# Learning Embeddings from Wikipedia Text
We can use a stream of articles from wikipedia as a corpus for learning useful representations that capture various relationships between words. First, we'll set up the corpus, build a vocabulary of words to model, and check the size of this vocabulary:

In [1]:
import os
from pysem.embeddings import ContextEmbedding, OrderEmbedding, SyntaxEmbedding
from pysem.corpora import Wikipedia

wiki = Wikipedia('/Users/peterblouw/corpora/wikipedia', article_limit=100)
wiki.build_vocab()

print('Vocab size: ', len(wiki.vocab))

Vocab size:  14648


## Context Encoding
Now, we can build a basic random indexing model to encode the word co-occurence patterns in these articles into a set of high-dimensional vectors. This method is related to well-known algorithms such as LSA, Word2Vec (i.e. CBOW + skip-gram encoding), and GloVe. One benefit of random indexing is that it is easy to parallelize, and hence efficient to run on large corpora:

In [2]:
dim = 512

model = ContextEmbedding(corpus=wiki, vocab=wiki.vocab)
model.train(dim=dim, batchsize=100)

We can find the nearest neighbors to any word in the resulting 'semantic space' with just a few lines of code.
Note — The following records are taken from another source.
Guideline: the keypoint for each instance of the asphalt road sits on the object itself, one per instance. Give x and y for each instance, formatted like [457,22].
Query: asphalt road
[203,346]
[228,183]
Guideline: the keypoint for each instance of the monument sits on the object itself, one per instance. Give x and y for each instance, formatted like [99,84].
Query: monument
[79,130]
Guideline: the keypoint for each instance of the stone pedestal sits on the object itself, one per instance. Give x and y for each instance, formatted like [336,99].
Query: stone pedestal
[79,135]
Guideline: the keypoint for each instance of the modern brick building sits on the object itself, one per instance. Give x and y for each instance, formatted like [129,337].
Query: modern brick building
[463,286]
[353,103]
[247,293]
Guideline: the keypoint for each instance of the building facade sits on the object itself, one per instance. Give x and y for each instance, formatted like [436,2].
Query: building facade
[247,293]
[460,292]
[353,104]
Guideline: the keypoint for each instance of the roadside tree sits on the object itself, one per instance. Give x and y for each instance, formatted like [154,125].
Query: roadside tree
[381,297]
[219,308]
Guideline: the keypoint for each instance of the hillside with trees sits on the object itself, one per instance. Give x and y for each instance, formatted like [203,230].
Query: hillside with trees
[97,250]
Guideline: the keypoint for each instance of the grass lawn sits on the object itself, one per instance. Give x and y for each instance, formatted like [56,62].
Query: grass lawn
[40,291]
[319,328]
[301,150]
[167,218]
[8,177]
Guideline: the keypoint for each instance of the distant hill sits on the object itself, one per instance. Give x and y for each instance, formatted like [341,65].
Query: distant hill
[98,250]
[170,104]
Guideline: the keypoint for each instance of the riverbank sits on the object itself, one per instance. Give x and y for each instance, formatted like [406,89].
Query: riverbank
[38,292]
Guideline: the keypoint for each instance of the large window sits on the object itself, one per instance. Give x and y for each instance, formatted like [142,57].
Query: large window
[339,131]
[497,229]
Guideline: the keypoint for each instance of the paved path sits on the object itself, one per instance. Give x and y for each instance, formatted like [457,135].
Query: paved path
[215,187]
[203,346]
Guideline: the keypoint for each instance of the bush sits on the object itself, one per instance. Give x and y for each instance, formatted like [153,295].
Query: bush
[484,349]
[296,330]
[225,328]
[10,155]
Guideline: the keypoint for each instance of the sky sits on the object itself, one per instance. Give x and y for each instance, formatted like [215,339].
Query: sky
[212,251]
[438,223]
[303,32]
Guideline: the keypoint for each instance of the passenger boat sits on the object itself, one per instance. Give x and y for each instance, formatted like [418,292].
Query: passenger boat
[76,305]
Note that with this small amount of training data, the results will be specific to the topics of the wikipedia articles that have been chosen:

In [3]:
word_list = ['brain','movie','king','wine','football','president']

for word in word_list:
    print('Nearest neighbors to "%s":' % word)
    model.get_nearest(word)
    print('')

Nearest neighbors to "brain":
brain 1.0
autism 0.54344561018
disorders 0.469028282092
pathophysiology 0.466330738368
abnormal 0.441061449132

Nearest neighbors to "movie":
movie 1.0
conferred 0.519436362895
chances 0.431285975196
spend 0.428732468579
awards 0.414598293813

Nearest neighbors to "king":
king 1.0
tsar 0.500444391653
elisabeth 0.495399346033
empress 0.462959086472
austria 0.460324661169

Nearest neighbors to "wine":
wine 1.0
fabrics 0.520567542197
shipments 0.491140089023
grain 0.479177993768
lamps 0.473673349113

Nearest neighbors to "football":
football 1.0
team 0.733451490448
national 0.574808780484
league 0.552105716309
competitions 0.53870027669

Nearest neighbors to "president":
president 1.0
lincoln 0.583303474198
government 0.572080966555
power 0.540296170581
elected 0.540091293746



## Order Encoding

To make the model a bit more interesting, we can encode positional information about the words that tend to occur around each target word in our voabulary. This amounts to adding information about ngrams in the corpus to each semantic vector. Computation is a bit more costly in this case, due to the need to compute several circular convolutions per word occurence. Again, though, this computation can be parallelized, so it's not too bad to implement.

In [4]:
model = OrderEmbedding(corpus=wiki, vocab=wiki.vocab)
model.train(dim=dim, batchsize=100)

The resulting vectors can be queried for likely words occuring in positions to left and right of a target word. We can also find words that tend to occur in the same 'order contexts' as a target word:

In [5]:
word_list = ['president','abraham','of','academy','argued','give','each','smallest']

for word in word_list:
    print('Likely words next to "%s":' % word)
    model.get_completions(word, position=1)
    print('')

Likely words next to "president":
of 0.382755494788
the 0.180164686655
open 0.15547932252
organ 0.153229070419
rank 0.153081494071

Likely words next to "abraham":
lincoln 0.658149572882
became 0.272971910354
four 0.175399749547
was 0.170755109111
microvertebrate 0.16943944256

Likely words next to "of":
the 0.613220994693
fame 0.171407702238
delegation 0.169932453691
indus 0.168967915638
fort 0.162275386815

Likely words next to "academy":
awards 0.387565945673
of 0.23705046183
award 0.185014873278
cultivated 0.176263114853
renovated 0.167384534068

Likely words next to "argued":
that 0.839421791859
in 0.15748030515
inclined 0.156978640176
confirm 0.153613452494
attracting 0.151525390146

Likely words next to "give":
the 0.21482697857
settlement 0.180179484466
up 0.179351508232
outsourcing 0.157924780219
buy 0.157780325143

Likely words next to "each":
other 0.484684055273
of 0.26651835649
minute 0.170385495395
microvertebrate 0.169999011835
armenia 0.169330322612

Likely words next t

There's a more accurate way to find preceding and subsequent words - we simply look for order vectors that tend to encode the target word in particular positions. (It's helpful to consider why this is more accurate)

In [6]:
phrase_list = [ 'promoted __ rights', 'which lincoln promoted __ rights for', 'president __', 
               ' __ civil war', 'aristotle held more __ theories']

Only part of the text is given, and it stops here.